I think it is interesting that any time you have two female characters that are tight friends it is immediately assessed as being yuri by a fair number of people. (Subtext, you know.)
I don’t really care if someone does yuri. I love the genre. But women can have very close bonds with each other and still have no sexual or romantic interest involved. It reduces female friendship to just another variant of romance and that could be considered disparaging to heterosexual women who really are just very close friends.
An example might be the assassins in Noir. There is just a touch of yuri in one episode near the end but it is between one protagonist and an important antagonist and it wasn’t anything the protagonist pursued. Whether that means the relationship between the two protagonists was gay is just opinion but I didn’t see any romance in it.

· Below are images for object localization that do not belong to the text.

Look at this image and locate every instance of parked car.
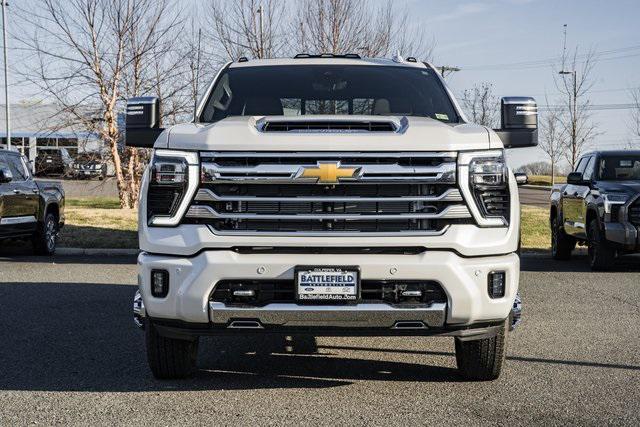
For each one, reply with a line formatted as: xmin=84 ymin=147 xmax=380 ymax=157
xmin=127 ymin=54 xmax=538 ymax=381
xmin=550 ymin=150 xmax=640 ymax=270
xmin=0 ymin=148 xmax=65 ymax=255
xmin=35 ymin=147 xmax=74 ymax=177
xmin=71 ymin=152 xmax=108 ymax=180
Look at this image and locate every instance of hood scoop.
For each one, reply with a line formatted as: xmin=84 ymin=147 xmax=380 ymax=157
xmin=255 ymin=115 xmax=408 ymax=134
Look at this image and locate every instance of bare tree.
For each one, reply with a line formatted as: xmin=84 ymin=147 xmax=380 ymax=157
xmin=206 ymin=0 xmax=285 ymax=62
xmin=555 ymin=47 xmax=599 ymax=169
xmin=538 ymin=99 xmax=566 ymax=184
xmin=518 ymin=161 xmax=552 ymax=176
xmin=293 ymin=0 xmax=434 ymax=60
xmin=14 ymin=0 xmax=184 ymax=208
xmin=461 ymin=82 xmax=499 ymax=127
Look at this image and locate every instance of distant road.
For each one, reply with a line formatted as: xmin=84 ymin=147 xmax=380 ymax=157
xmin=519 ymin=186 xmax=550 ymax=208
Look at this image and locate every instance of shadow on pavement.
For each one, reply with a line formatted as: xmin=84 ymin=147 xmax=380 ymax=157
xmin=0 ymin=281 xmax=462 ymax=393
xmin=521 ymin=253 xmax=640 ymax=273
xmin=318 ymin=345 xmax=640 ymax=372
xmin=0 ymin=253 xmax=136 ymax=264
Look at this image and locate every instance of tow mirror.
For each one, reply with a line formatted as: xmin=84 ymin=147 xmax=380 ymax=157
xmin=494 ymin=97 xmax=538 ymax=148
xmin=514 ymin=172 xmax=528 ymax=186
xmin=125 ymin=97 xmax=164 ymax=148
xmin=567 ymin=172 xmax=583 ymax=185
xmin=0 ymin=167 xmax=13 ymax=183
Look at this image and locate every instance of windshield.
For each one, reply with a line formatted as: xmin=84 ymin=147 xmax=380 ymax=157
xmin=199 ymin=65 xmax=459 ymax=123
xmin=598 ymin=155 xmax=640 ymax=181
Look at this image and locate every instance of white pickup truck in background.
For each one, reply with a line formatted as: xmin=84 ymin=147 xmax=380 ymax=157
xmin=127 ymin=54 xmax=537 ymax=381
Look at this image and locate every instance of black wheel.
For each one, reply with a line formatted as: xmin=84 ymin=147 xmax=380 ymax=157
xmin=32 ymin=212 xmax=58 ymax=255
xmin=145 ymin=322 xmax=199 ymax=379
xmin=588 ymin=219 xmax=615 ymax=271
xmin=455 ymin=322 xmax=506 ymax=381
xmin=551 ymin=216 xmax=575 ymax=260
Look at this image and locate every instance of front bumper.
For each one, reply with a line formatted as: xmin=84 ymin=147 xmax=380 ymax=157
xmin=137 ymin=250 xmax=519 ymax=333
xmin=604 ymin=221 xmax=639 ymax=250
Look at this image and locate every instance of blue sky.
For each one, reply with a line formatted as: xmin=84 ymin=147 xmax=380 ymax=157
xmin=406 ymin=0 xmax=640 ymax=168
xmin=5 ymin=0 xmax=639 ymax=169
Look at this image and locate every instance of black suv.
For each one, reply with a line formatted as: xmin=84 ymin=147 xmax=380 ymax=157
xmin=71 ymin=152 xmax=108 ymax=180
xmin=35 ymin=147 xmax=74 ymax=177
xmin=0 ymin=149 xmax=65 ymax=254
xmin=550 ymin=150 xmax=640 ymax=269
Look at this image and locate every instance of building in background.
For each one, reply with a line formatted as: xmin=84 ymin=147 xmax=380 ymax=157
xmin=0 ymin=101 xmax=104 ymax=171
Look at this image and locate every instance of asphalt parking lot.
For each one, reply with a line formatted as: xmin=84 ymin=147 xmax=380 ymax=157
xmin=0 ymin=254 xmax=638 ymax=425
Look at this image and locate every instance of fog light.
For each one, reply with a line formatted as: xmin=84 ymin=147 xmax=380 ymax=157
xmin=151 ymin=269 xmax=169 ymax=298
xmin=488 ymin=271 xmax=505 ymax=299
xmin=401 ymin=290 xmax=423 ymax=297
xmin=233 ymin=290 xmax=256 ymax=297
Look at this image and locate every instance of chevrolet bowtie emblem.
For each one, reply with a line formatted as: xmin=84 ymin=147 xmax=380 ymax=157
xmin=299 ymin=162 xmax=359 ymax=184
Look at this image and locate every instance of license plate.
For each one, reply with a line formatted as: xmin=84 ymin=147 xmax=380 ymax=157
xmin=296 ymin=266 xmax=359 ymax=301
xmin=83 ymin=171 xmax=91 ymax=175
xmin=46 ymin=159 xmax=52 ymax=163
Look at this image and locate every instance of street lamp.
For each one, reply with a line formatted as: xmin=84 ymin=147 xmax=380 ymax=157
xmin=1 ymin=1 xmax=9 ymax=150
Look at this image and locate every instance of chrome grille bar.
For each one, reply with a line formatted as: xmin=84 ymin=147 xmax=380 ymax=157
xmin=187 ymin=151 xmax=471 ymax=234
xmin=202 ymin=161 xmax=456 ymax=183
xmin=186 ymin=204 xmax=471 ymax=220
xmin=200 ymin=151 xmax=457 ymax=158
xmin=193 ymin=187 xmax=464 ymax=203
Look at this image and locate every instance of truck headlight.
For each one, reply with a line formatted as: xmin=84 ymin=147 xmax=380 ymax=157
xmin=603 ymin=193 xmax=628 ymax=215
xmin=459 ymin=150 xmax=510 ymax=227
xmin=147 ymin=149 xmax=199 ymax=226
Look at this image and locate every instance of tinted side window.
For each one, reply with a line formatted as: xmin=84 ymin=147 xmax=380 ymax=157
xmin=0 ymin=153 xmax=9 ymax=175
xmin=6 ymin=154 xmax=27 ymax=181
xmin=575 ymin=157 xmax=589 ymax=174
xmin=583 ymin=156 xmax=596 ymax=181
xmin=20 ymin=157 xmax=32 ymax=179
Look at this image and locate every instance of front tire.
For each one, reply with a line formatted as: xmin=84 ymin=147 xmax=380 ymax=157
xmin=455 ymin=323 xmax=506 ymax=381
xmin=551 ymin=216 xmax=575 ymax=260
xmin=32 ymin=212 xmax=58 ymax=255
xmin=588 ymin=219 xmax=615 ymax=271
xmin=145 ymin=322 xmax=199 ymax=379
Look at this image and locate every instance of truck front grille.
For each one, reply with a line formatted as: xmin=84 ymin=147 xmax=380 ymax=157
xmin=211 ymin=279 xmax=447 ymax=307
xmin=184 ymin=152 xmax=472 ymax=235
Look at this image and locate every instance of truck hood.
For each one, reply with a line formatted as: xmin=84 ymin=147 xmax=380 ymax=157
xmin=161 ymin=116 xmax=501 ymax=152
xmin=596 ymin=180 xmax=640 ymax=194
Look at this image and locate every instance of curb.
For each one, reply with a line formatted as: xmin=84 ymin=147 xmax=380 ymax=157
xmin=57 ymin=247 xmax=139 ymax=256
xmin=521 ymin=184 xmax=552 ymax=191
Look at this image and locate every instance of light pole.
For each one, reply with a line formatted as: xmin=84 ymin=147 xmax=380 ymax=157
xmin=1 ymin=0 xmax=9 ymax=150
xmin=256 ymin=5 xmax=264 ymax=59
xmin=559 ymin=69 xmax=577 ymax=166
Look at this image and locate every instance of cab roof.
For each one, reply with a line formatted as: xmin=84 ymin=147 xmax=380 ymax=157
xmin=228 ymin=56 xmax=430 ymax=69
xmin=584 ymin=150 xmax=640 ymax=157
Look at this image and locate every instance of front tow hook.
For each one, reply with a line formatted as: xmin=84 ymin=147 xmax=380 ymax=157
xmin=133 ymin=290 xmax=146 ymax=329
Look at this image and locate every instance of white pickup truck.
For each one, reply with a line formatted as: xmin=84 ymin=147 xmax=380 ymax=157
xmin=127 ymin=54 xmax=537 ymax=381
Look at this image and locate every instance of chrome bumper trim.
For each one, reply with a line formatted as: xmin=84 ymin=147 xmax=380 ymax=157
xmin=205 ymin=224 xmax=450 ymax=237
xmin=208 ymin=302 xmax=447 ymax=328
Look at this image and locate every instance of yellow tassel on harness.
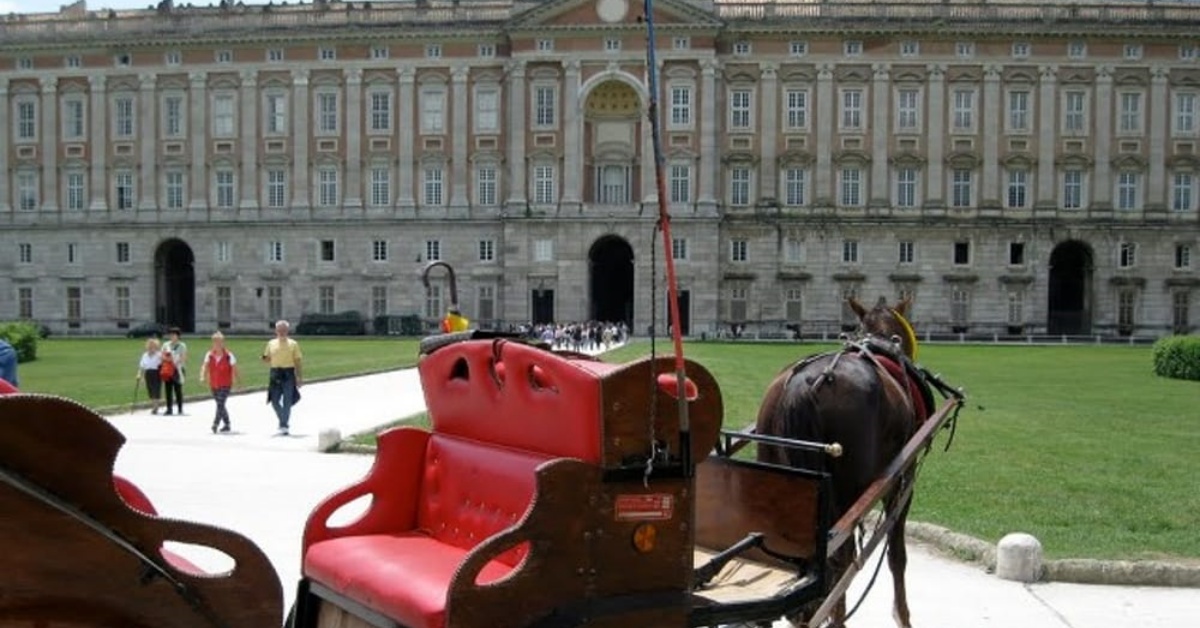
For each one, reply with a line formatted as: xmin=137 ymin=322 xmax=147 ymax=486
xmin=891 ymin=309 xmax=919 ymax=361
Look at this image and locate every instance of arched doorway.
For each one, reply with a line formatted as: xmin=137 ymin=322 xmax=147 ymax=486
xmin=589 ymin=235 xmax=634 ymax=326
xmin=155 ymin=239 xmax=196 ymax=332
xmin=1047 ymin=240 xmax=1093 ymax=335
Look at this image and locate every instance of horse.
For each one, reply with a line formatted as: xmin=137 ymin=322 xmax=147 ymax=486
xmin=756 ymin=295 xmax=925 ymax=628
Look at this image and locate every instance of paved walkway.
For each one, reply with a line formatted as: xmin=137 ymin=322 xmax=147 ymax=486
xmin=101 ymin=344 xmax=1197 ymax=626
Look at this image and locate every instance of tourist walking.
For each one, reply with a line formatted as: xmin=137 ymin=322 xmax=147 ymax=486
xmin=262 ymin=320 xmax=303 ymax=436
xmin=135 ymin=338 xmax=164 ymax=414
xmin=164 ymin=327 xmax=188 ymax=414
xmin=159 ymin=348 xmax=183 ymax=415
xmin=200 ymin=331 xmax=241 ymax=433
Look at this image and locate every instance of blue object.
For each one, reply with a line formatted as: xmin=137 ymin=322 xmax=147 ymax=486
xmin=0 ymin=340 xmax=18 ymax=387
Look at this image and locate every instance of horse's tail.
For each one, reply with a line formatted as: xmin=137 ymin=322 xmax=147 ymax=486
xmin=757 ymin=359 xmax=830 ymax=473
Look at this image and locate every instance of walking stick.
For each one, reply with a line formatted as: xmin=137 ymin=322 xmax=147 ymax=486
xmin=131 ymin=378 xmax=140 ymax=414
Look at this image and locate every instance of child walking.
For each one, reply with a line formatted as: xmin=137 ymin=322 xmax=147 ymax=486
xmin=199 ymin=332 xmax=241 ymax=433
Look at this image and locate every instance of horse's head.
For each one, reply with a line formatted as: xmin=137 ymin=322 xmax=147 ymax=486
xmin=848 ymin=295 xmax=918 ymax=360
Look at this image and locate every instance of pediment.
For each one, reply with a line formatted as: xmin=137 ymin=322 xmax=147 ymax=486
xmin=833 ymin=149 xmax=871 ymax=165
xmin=1170 ymin=70 xmax=1200 ymax=87
xmin=946 ymin=151 xmax=979 ymax=168
xmin=667 ymin=147 xmax=697 ymax=160
xmin=778 ymin=149 xmax=814 ymax=167
xmin=889 ymin=151 xmax=926 ymax=167
xmin=1002 ymin=153 xmax=1037 ymax=169
xmin=835 ymin=66 xmax=869 ymax=83
xmin=1111 ymin=153 xmax=1147 ymax=170
xmin=1060 ymin=68 xmax=1095 ymax=84
xmin=781 ymin=67 xmax=816 ymax=83
xmin=1113 ymin=70 xmax=1147 ymax=87
xmin=509 ymin=0 xmax=721 ymax=30
xmin=1056 ymin=153 xmax=1094 ymax=168
xmin=893 ymin=68 xmax=926 ymax=84
xmin=947 ymin=67 xmax=980 ymax=83
xmin=1167 ymin=154 xmax=1200 ymax=170
xmin=1004 ymin=68 xmax=1037 ymax=84
xmin=722 ymin=151 xmax=759 ymax=165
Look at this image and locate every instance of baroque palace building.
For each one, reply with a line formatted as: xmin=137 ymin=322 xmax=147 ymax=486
xmin=1 ymin=0 xmax=1199 ymax=337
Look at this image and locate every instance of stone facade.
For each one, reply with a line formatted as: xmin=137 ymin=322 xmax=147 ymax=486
xmin=1 ymin=0 xmax=1198 ymax=336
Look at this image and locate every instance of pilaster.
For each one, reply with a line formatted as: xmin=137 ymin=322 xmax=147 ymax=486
xmin=505 ymin=60 xmax=528 ymax=209
xmin=814 ymin=63 xmax=835 ymax=205
xmin=1036 ymin=65 xmax=1058 ymax=212
xmin=449 ymin=65 xmax=470 ymax=214
xmin=870 ymin=63 xmax=891 ymax=209
xmin=697 ymin=59 xmax=718 ymax=213
xmin=0 ymin=78 xmax=8 ymax=212
xmin=343 ymin=68 xmax=363 ymax=210
xmin=239 ymin=70 xmax=260 ymax=210
xmin=397 ymin=67 xmax=416 ymax=212
xmin=137 ymin=74 xmax=158 ymax=212
xmin=561 ymin=60 xmax=583 ymax=209
xmin=981 ymin=64 xmax=1002 ymax=211
xmin=759 ymin=62 xmax=779 ymax=204
xmin=1093 ymin=65 xmax=1114 ymax=212
xmin=187 ymin=71 xmax=208 ymax=211
xmin=88 ymin=75 xmax=109 ymax=212
xmin=40 ymin=77 xmax=59 ymax=213
xmin=642 ymin=58 xmax=664 ymax=206
xmin=291 ymin=69 xmax=311 ymax=211
xmin=925 ymin=64 xmax=946 ymax=211
xmin=1146 ymin=65 xmax=1170 ymax=216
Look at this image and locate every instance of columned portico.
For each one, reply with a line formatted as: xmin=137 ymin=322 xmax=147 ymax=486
xmin=40 ymin=77 xmax=59 ymax=213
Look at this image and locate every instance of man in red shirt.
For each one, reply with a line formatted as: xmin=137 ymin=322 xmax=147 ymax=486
xmin=199 ymin=331 xmax=241 ymax=434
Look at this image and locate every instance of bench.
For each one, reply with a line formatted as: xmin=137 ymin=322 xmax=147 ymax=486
xmin=297 ymin=338 xmax=724 ymax=628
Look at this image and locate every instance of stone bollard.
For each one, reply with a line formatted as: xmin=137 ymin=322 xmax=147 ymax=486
xmin=996 ymin=532 xmax=1043 ymax=582
xmin=317 ymin=429 xmax=343 ymax=453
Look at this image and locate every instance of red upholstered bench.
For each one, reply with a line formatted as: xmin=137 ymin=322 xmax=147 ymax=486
xmin=300 ymin=339 xmax=609 ymax=628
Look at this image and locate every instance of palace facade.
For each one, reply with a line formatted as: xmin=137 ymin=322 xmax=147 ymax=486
xmin=1 ymin=0 xmax=1198 ymax=337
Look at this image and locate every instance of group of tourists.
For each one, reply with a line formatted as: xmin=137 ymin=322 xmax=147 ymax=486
xmin=135 ymin=320 xmax=303 ymax=436
xmin=519 ymin=321 xmax=628 ymax=352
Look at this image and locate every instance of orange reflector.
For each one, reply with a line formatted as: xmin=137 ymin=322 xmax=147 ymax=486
xmin=656 ymin=373 xmax=698 ymax=401
xmin=632 ymin=523 xmax=658 ymax=554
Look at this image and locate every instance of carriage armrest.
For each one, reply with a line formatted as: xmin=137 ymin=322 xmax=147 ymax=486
xmin=302 ymin=427 xmax=430 ymax=552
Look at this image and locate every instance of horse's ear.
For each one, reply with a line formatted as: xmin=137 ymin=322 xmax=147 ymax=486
xmin=848 ymin=296 xmax=867 ymax=319
xmin=896 ymin=295 xmax=912 ymax=316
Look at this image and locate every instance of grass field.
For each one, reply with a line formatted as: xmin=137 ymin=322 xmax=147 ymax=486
xmin=14 ymin=336 xmax=422 ymax=413
xmin=602 ymin=341 xmax=1200 ymax=562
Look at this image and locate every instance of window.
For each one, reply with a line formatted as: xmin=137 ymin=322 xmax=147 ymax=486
xmin=212 ymin=94 xmax=235 ymax=137
xmin=475 ymin=87 xmax=499 ymax=133
xmin=369 ymin=91 xmax=392 ymax=132
xmin=317 ymin=92 xmax=339 ymax=134
xmin=65 ymin=55 xmax=81 ymax=68
xmin=1007 ymin=291 xmax=1024 ymax=327
xmin=63 ymin=98 xmax=85 ymax=140
xmin=478 ymin=239 xmax=495 ymax=262
xmin=674 ymin=37 xmax=691 ymax=51
xmin=477 ymin=285 xmax=495 ymax=322
xmin=951 ymin=287 xmax=970 ymax=328
xmin=729 ymin=287 xmax=748 ymax=322
xmin=425 ymin=240 xmax=441 ymax=262
xmin=669 ymin=164 xmax=691 ymax=204
xmin=785 ymin=288 xmax=803 ymax=321
xmin=478 ymin=44 xmax=496 ymax=58
xmin=1063 ymin=170 xmax=1084 ymax=209
xmin=267 ymin=48 xmax=285 ymax=62
xmin=784 ymin=168 xmax=807 ymax=206
xmin=842 ymin=240 xmax=859 ymax=264
xmin=732 ymin=41 xmax=751 ymax=56
xmin=730 ymin=239 xmax=748 ymax=262
xmin=372 ymin=286 xmax=389 ymax=318
xmin=318 ymin=167 xmax=339 ymax=207
xmin=785 ymin=89 xmax=808 ymax=130
xmin=1173 ymin=291 xmax=1191 ymax=334
xmin=1124 ymin=44 xmax=1143 ymax=60
xmin=163 ymin=94 xmax=184 ymax=137
xmin=669 ymin=86 xmax=692 ymax=128
xmin=17 ymin=172 xmax=38 ymax=211
xmin=18 ymin=243 xmax=33 ymax=264
xmin=115 ymin=53 xmax=132 ymax=67
xmin=15 ymin=100 xmax=36 ymax=141
xmin=215 ymin=241 xmax=231 ymax=263
xmin=951 ymin=169 xmax=973 ymax=208
xmin=789 ymin=41 xmax=808 ymax=56
xmin=320 ymin=240 xmax=336 ymax=263
xmin=1175 ymin=93 xmax=1196 ymax=135
xmin=1068 ymin=41 xmax=1087 ymax=59
xmin=267 ymin=169 xmax=287 ymax=208
xmin=895 ymin=168 xmax=917 ymax=208
xmin=533 ymin=165 xmax=556 ymax=204
xmin=1008 ymin=91 xmax=1030 ymax=132
xmin=1119 ymin=92 xmax=1142 ymax=133
xmin=953 ymin=241 xmax=971 ymax=266
xmin=1174 ymin=244 xmax=1191 ymax=269
xmin=115 ymin=172 xmax=135 ymax=210
xmin=66 ymin=287 xmax=82 ymax=327
xmin=371 ymin=46 xmax=390 ymax=60
xmin=318 ymin=286 xmax=335 ymax=315
xmin=414 ymin=88 xmax=443 ymax=134
xmin=112 ymin=96 xmax=135 ymax=138
xmin=952 ymin=89 xmax=974 ymax=131
xmin=423 ymin=166 xmax=445 ymax=206
xmin=215 ymin=169 xmax=235 ymax=208
xmin=533 ymin=86 xmax=556 ymax=128
xmin=730 ymin=167 xmax=751 ymax=206
xmin=1117 ymin=290 xmax=1136 ymax=331
xmin=896 ymin=89 xmax=919 ymax=131
xmin=840 ymin=167 xmax=862 ymax=207
xmin=1119 ymin=242 xmax=1137 ymax=269
xmin=215 ymin=50 xmax=233 ymax=64
xmin=1011 ymin=42 xmax=1031 ymax=58
xmin=66 ymin=172 xmax=86 ymax=211
xmin=476 ymin=165 xmax=498 ymax=206
xmin=843 ymin=40 xmax=863 ymax=56
xmin=536 ymin=38 xmax=554 ymax=52
xmin=215 ymin=286 xmax=231 ymax=327
xmin=1006 ymin=170 xmax=1029 ymax=209
xmin=900 ymin=41 xmax=919 ymax=57
xmin=116 ymin=242 xmax=131 ymax=264
xmin=370 ymin=167 xmax=391 ymax=207
xmin=1117 ymin=171 xmax=1140 ymax=210
xmin=1009 ymin=242 xmax=1026 ymax=266
xmin=165 ymin=171 xmax=185 ymax=209
xmin=1063 ymin=91 xmax=1086 ymax=133
xmin=596 ymin=165 xmax=630 ymax=205
xmin=604 ymin=37 xmax=621 ymax=52
xmin=425 ymin=285 xmax=443 ymax=320
xmin=266 ymin=93 xmax=287 ymax=134
xmin=729 ymin=89 xmax=752 ymax=130
xmin=425 ymin=44 xmax=442 ymax=59
xmin=18 ymin=287 xmax=33 ymax=319
xmin=784 ymin=238 xmax=803 ymax=263
xmin=319 ymin=47 xmax=337 ymax=61
xmin=372 ymin=240 xmax=389 ymax=262
xmin=165 ymin=50 xmax=182 ymax=65
xmin=956 ymin=42 xmax=975 ymax=58
xmin=533 ymin=239 xmax=554 ymax=262
xmin=268 ymin=286 xmax=283 ymax=322
xmin=672 ymin=238 xmax=688 ymax=261
xmin=1173 ymin=173 xmax=1194 ymax=212
xmin=898 ymin=241 xmax=915 ymax=264
xmin=1180 ymin=44 xmax=1198 ymax=61
xmin=840 ymin=89 xmax=863 ymax=130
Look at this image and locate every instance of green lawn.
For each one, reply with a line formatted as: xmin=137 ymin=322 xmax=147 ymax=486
xmin=15 ymin=336 xmax=422 ymax=413
xmin=603 ymin=342 xmax=1200 ymax=562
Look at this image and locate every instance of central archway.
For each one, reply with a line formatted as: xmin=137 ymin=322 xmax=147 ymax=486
xmin=155 ymin=238 xmax=196 ymax=332
xmin=1047 ymin=240 xmax=1093 ymax=335
xmin=588 ymin=235 xmax=634 ymax=325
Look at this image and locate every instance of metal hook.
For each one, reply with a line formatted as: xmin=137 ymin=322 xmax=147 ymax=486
xmin=421 ymin=261 xmax=459 ymax=310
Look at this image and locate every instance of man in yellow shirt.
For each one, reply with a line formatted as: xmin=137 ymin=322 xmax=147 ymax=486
xmin=262 ymin=320 xmax=303 ymax=436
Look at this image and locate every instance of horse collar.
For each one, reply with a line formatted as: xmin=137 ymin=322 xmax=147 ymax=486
xmin=890 ymin=309 xmax=919 ymax=361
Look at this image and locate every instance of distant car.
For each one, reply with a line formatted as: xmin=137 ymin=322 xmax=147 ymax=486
xmin=126 ymin=322 xmax=168 ymax=339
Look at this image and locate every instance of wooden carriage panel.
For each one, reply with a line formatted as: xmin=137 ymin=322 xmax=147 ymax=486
xmin=695 ymin=457 xmax=821 ymax=569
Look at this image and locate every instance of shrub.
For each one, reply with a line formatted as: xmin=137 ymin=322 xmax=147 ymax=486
xmin=1152 ymin=335 xmax=1200 ymax=382
xmin=0 ymin=321 xmax=40 ymax=363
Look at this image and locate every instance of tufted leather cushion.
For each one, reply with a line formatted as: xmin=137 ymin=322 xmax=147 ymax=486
xmin=419 ymin=340 xmax=603 ymax=463
xmin=305 ymin=534 xmax=514 ymax=628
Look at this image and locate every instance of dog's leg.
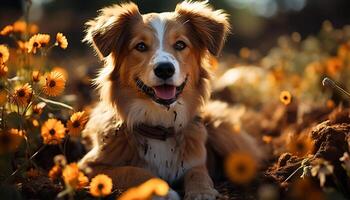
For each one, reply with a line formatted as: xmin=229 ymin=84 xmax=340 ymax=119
xmin=184 ymin=165 xmax=218 ymax=200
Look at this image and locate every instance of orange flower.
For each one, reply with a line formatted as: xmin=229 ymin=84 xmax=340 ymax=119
xmin=326 ymin=57 xmax=343 ymax=77
xmin=0 ymin=45 xmax=9 ymax=63
xmin=0 ymin=63 xmax=8 ymax=77
xmin=29 ymin=24 xmax=39 ymax=34
xmin=338 ymin=41 xmax=350 ymax=60
xmin=0 ymin=25 xmax=13 ymax=36
xmin=54 ymin=154 xmax=67 ymax=167
xmin=224 ymin=152 xmax=257 ymax=184
xmin=0 ymin=129 xmax=24 ymax=154
xmin=13 ymin=21 xmax=27 ymax=33
xmin=17 ymin=41 xmax=28 ymax=53
xmin=12 ymin=83 xmax=32 ymax=106
xmin=326 ymin=100 xmax=335 ymax=109
xmin=0 ymin=89 xmax=7 ymax=106
xmin=28 ymin=34 xmax=50 ymax=53
xmin=55 ymin=33 xmax=68 ymax=49
xmin=32 ymin=102 xmax=46 ymax=115
xmin=49 ymin=165 xmax=62 ymax=181
xmin=62 ymin=163 xmax=88 ymax=189
xmin=119 ymin=178 xmax=169 ymax=200
xmin=52 ymin=66 xmax=68 ymax=80
xmin=262 ymin=135 xmax=273 ymax=144
xmin=279 ymin=90 xmax=292 ymax=105
xmin=239 ymin=47 xmax=251 ymax=59
xmin=42 ymin=71 xmax=66 ymax=96
xmin=41 ymin=118 xmax=65 ymax=145
xmin=67 ymin=111 xmax=88 ymax=137
xmin=287 ymin=134 xmax=314 ymax=157
xmin=89 ymin=174 xmax=113 ymax=197
xmin=32 ymin=70 xmax=40 ymax=82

Guys who are close friends happen a lot more. There will be fanbase shipping but not nearly to the same extent.
Men and women can be very close as well and still not be romantically involved. That is something very rare in anime. If it does happen, the two will get shipped immediately by the fan base regardless.
I think anime viewers are projecting the inner needs onto the anime even when there is little objective evidence for it. More people feel a “need” for romance a given type than feel a need for friendship. That is where “subtext” comes in. You can read ANY subtext into an anime you want. ***If it is truly subtext, you created it yourself.*** Which is fine as long as you understand that it is one of multiple possible equally valid interpretations and not any kind of absolute truth. It is dogmatism and not any particular interpretation that really bugs me.
I don’t really mind when two characters who I just see as friends end up getting shipped by the larger community. Whether it is projecting or not, it is largely harmless and if it makes someone happy to see two characters romantically involved, so be it.
Though, as you said, it becomes a bit more of a problem when those putting characters into a relationship then insist that relationship exists.
Which isn’t the same as the situation with Yuri on Ice between Victor and Yuri where it wasn’t even subtext (they exchange rings on the steps of a church, that isn’t subtle or unclear in the slightest) where some people still wanted to argue that they weren’t in a romantic relationship.
Same principle, opposite side of the fence. Viewer needs trump actual text.
I lovedd Yoi! (Something I can’t say for most sports anime.)
I don’t think it can get more explicit than a ring.
I do start to get tweaked when people start assigning the Yuri label to kids who haven’t hit puberty yet.
A couple of 10 year olds hold hands and it sets people off. I see that fairly frequently as a k-6 sub. They just haven’t been brainwashed yet that friends don’t do such things.